Against shallow anti-rational humanism
When is rationality associated with the left and when with the right?
Jessica writes:
I get so tired of people dumping on decision theory because real world decisions are complex. If decision theory is so deeply flawed, I’d love to know what alternative methods the critics advise for trying to evaluate and improve decision making in some real world setting. Should we give up on modeling completely because some cause problems for our assumptions? What happened to the epistemic value of attempting to formalize goals so as to better understand what components we think are at play? Do we really want to go back to talking about man as a creature of instinct and habit and leave it at that?
I agree, and this reminds me of a discussion from twenty years ago (!) about the transition from viewing people as “rational animals” to viewing people as “irrational computers.”

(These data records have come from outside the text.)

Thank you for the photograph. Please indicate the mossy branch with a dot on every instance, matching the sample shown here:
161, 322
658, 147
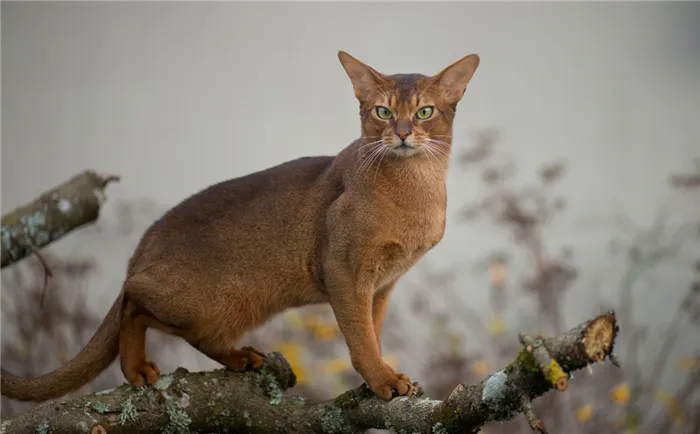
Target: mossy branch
56, 212
253, 402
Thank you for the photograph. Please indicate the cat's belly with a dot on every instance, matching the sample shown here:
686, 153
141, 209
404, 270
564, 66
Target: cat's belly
399, 257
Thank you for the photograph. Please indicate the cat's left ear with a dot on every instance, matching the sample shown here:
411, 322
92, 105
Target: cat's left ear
364, 79
453, 80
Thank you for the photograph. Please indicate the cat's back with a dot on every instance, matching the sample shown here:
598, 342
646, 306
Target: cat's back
234, 215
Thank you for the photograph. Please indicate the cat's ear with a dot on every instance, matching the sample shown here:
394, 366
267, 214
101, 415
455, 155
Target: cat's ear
453, 80
364, 79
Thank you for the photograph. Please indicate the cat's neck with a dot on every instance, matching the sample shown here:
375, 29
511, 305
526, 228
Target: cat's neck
423, 173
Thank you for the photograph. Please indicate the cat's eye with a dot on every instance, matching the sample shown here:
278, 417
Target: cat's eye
424, 112
384, 113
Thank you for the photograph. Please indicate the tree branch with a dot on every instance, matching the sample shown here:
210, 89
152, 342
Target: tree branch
55, 213
253, 402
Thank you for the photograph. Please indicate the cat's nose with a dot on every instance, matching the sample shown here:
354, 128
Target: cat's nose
403, 134
402, 129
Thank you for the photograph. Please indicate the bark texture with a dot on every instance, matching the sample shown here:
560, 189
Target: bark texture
55, 213
222, 401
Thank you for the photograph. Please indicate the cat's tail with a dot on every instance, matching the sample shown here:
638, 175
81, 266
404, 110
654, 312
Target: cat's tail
94, 358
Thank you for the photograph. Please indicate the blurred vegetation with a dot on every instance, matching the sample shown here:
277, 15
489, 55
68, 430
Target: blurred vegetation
464, 344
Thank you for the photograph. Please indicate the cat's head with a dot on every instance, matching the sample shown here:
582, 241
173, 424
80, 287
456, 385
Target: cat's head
408, 114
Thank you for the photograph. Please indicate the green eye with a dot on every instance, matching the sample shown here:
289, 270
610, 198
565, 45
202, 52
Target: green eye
384, 113
424, 113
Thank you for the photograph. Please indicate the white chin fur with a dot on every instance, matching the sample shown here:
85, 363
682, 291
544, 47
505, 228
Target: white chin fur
404, 152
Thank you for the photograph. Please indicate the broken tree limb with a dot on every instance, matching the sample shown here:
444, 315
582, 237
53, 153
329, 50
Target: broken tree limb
56, 212
254, 402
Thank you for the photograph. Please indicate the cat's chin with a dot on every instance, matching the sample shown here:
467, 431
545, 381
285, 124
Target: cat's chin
404, 150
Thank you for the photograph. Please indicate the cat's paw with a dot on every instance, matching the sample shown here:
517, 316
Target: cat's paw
143, 373
390, 384
245, 359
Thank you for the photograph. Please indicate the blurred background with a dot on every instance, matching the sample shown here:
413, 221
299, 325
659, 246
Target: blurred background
574, 188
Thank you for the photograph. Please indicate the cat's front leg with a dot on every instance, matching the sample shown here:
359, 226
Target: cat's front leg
352, 304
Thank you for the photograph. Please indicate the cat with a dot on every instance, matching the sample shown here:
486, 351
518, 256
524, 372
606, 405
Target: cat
328, 229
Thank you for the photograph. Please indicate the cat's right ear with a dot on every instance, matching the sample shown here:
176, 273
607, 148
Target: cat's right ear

Here’s Thomas Jefferson from 1823:
We believed . . . that man was a rational animal, endowed by nature with rights, and with an innate sense of justice; and that he could be restrained from wrong and protected in right, by moderate powers, confided to persons of his own choice, and held to their duties by dependence on his own will.
He’s coming from a liberal (in the U.S. politics) perspective, with the idea being that rationality is a way to move forward from outmoded feudal arrangements. Not that this was so easy–Jefferson owned slaves!–, but nobody said that rationality was easy, just that it’s a way forward.
This association, in which the left was associated with utopian rationality and the right was associated with sensible acceptance of irrationality, continued for another century. Consider, for example, the contrast between the rationalist and socialist George Barnard Shaw and the Catholic conservative G. K. Chesterton. This association of rationality with the left continued through the New Deal period in the U.S. and the idea of the Soviet Union as being scientifically socialist. The second world war pitted Soviet central planning and “Fordist” American organization against the blood-and-soil Axis powers.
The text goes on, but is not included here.